Divulgado todas às segundas-feiras, o Relatório de Mercado – FOCUS é importante para o Banco Central acompanhar de perto as expectativas do mercado financeiro, que são uma das bases do sistema de metas para a inflação, adotado pelo País desde 1999. Nesse sistema, o BC se compromete com uma -meta de inflação -que é medida pelo IPCA – definida pelo governo para o ano, respeitando uma margem de tolerância de 2 pontos para cima ou 2 pontos para baixo. No Brasil, quem define essa meta é o CMN – Conselho Monetário Nacional, ligado ao Ministério da Fazenda e composto pelos ministros da Fazenda e do Planejamento, além do presidente do Banco Central. O documento, que é fruto de pesquisa do Banco Central junto a mais de 100 instituições financeiras.

PIB

Os economistas do mercado financeiro reduziram a sua projeção em relação ao crescimento da economia brasileira de 2013, medido pelo PIB – Produto Interno Bruto de 3,10% para 3,09% Para o próximo ano, a estimativa do mercado financeiro foi elevada de 3,60% para 3,65%.

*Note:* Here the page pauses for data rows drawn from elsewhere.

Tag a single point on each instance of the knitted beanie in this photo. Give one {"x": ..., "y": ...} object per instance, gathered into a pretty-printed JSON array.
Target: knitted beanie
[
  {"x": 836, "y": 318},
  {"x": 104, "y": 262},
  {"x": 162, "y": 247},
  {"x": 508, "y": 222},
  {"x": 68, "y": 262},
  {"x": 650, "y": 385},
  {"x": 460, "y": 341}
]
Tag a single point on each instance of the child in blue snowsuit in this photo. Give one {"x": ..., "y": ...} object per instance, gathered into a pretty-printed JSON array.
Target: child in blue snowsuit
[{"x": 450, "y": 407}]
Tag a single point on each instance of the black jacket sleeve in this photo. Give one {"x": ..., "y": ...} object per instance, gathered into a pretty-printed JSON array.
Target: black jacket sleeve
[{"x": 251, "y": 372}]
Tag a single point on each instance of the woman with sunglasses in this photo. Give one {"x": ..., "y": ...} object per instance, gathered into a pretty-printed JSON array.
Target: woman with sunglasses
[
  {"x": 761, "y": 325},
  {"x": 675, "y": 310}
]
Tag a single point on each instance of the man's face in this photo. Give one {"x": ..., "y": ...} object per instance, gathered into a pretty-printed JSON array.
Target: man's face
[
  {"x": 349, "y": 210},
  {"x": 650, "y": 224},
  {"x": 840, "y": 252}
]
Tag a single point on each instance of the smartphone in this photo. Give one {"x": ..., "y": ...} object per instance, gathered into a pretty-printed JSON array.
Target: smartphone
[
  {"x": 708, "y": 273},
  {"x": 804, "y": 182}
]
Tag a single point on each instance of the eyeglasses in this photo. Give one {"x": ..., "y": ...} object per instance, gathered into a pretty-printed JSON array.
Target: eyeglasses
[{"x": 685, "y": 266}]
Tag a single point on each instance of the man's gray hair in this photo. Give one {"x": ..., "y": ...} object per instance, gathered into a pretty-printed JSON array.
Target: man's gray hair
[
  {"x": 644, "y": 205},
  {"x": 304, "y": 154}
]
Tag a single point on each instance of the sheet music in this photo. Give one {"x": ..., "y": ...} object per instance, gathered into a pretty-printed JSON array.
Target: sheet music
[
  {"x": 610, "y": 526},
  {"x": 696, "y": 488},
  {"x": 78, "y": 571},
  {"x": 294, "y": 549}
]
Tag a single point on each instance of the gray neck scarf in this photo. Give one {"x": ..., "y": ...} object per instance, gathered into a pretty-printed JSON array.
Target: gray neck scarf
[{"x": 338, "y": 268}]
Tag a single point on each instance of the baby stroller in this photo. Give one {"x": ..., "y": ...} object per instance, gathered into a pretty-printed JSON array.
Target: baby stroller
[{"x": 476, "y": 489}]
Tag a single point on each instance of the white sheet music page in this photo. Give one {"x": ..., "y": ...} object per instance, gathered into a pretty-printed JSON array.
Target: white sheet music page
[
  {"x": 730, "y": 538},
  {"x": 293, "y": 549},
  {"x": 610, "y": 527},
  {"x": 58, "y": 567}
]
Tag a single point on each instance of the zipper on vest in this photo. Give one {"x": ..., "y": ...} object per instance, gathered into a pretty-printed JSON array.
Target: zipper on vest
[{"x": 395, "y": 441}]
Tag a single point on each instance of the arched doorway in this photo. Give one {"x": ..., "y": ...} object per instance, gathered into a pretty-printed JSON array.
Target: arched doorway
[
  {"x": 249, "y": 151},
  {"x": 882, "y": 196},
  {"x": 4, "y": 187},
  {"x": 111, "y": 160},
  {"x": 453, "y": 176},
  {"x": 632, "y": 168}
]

O  IBGE – Instituto Brasileiro de Geografia e Estatística divulgou que  o PIB de 2012 subiu apenas 0,90%, sendo este o pior desempenho apresentado desde 2009. Para 2013, o ministro da Fazenda, Guido Mantega, reduziu a expectativa do governo que era de crescimento maior que 4,00%. Nesta nova avaliação o Governo revisou para baixo a sua estimativa para o crescimento em torno de 3,00% a 3,50% em 2013.

Inflação

Para a inflação de 2013, medida pelo IPCA, a projeção dos analistas do mercado financeiro foi elevada de 5,69% para 5,70%. Para o próximo ano, a projeção dos economistas dos bancos para o índice de inflação do governo permaneceu em 5,50%.

Juros

Os analistas das instituições financeiras mantiveram a sua estimativa para a taxa básica de juros da economia brasileira em 7,25% ao ano, para 2013, mesmo após as declarações do presidente do Banco Central e do Ministro da Fazenda de que a preocupação do Governo é com a inflação e não com o crescimento da economia. Para 2014, a projeção dos economistas dos bancos para a taxa Selic foi mantida em 8,25% ao ano – o que implica em projeção de alta nas taxas de juros ao longo do próximo ano.

Cambio

A estimativa dos economistas dos bancos para a taxa de câmbio em  2013 ficou em R$ 2,00 por unidade da moeda norte-americana. Para 2014, a projeção dos analistas do mercado financeiro para o dólar ficou em R$ 2,05.

Balanço de pagamentos e IED

Os economistas dos bancos reduziram a sua estimativa para o saldo positivo da balança comercial brasileira  em 2013, de US$ 15,20 bilhões para US$ 15 bilhões. Para o próximo ano, a projeção do superávit comercial recuou de US$ 15,60 bilhões para US$ 14,50 bilhões.

A projeção de entrada de IED – Investimentos Estrangeiros Diretos no Brasil permaneceu em US$ 60 bilhões em 2013. Para 2014, a estimativa do  mercado financeiro para a entrada de investimentos estrangeiros ficou  também em US$ 60 bilhões.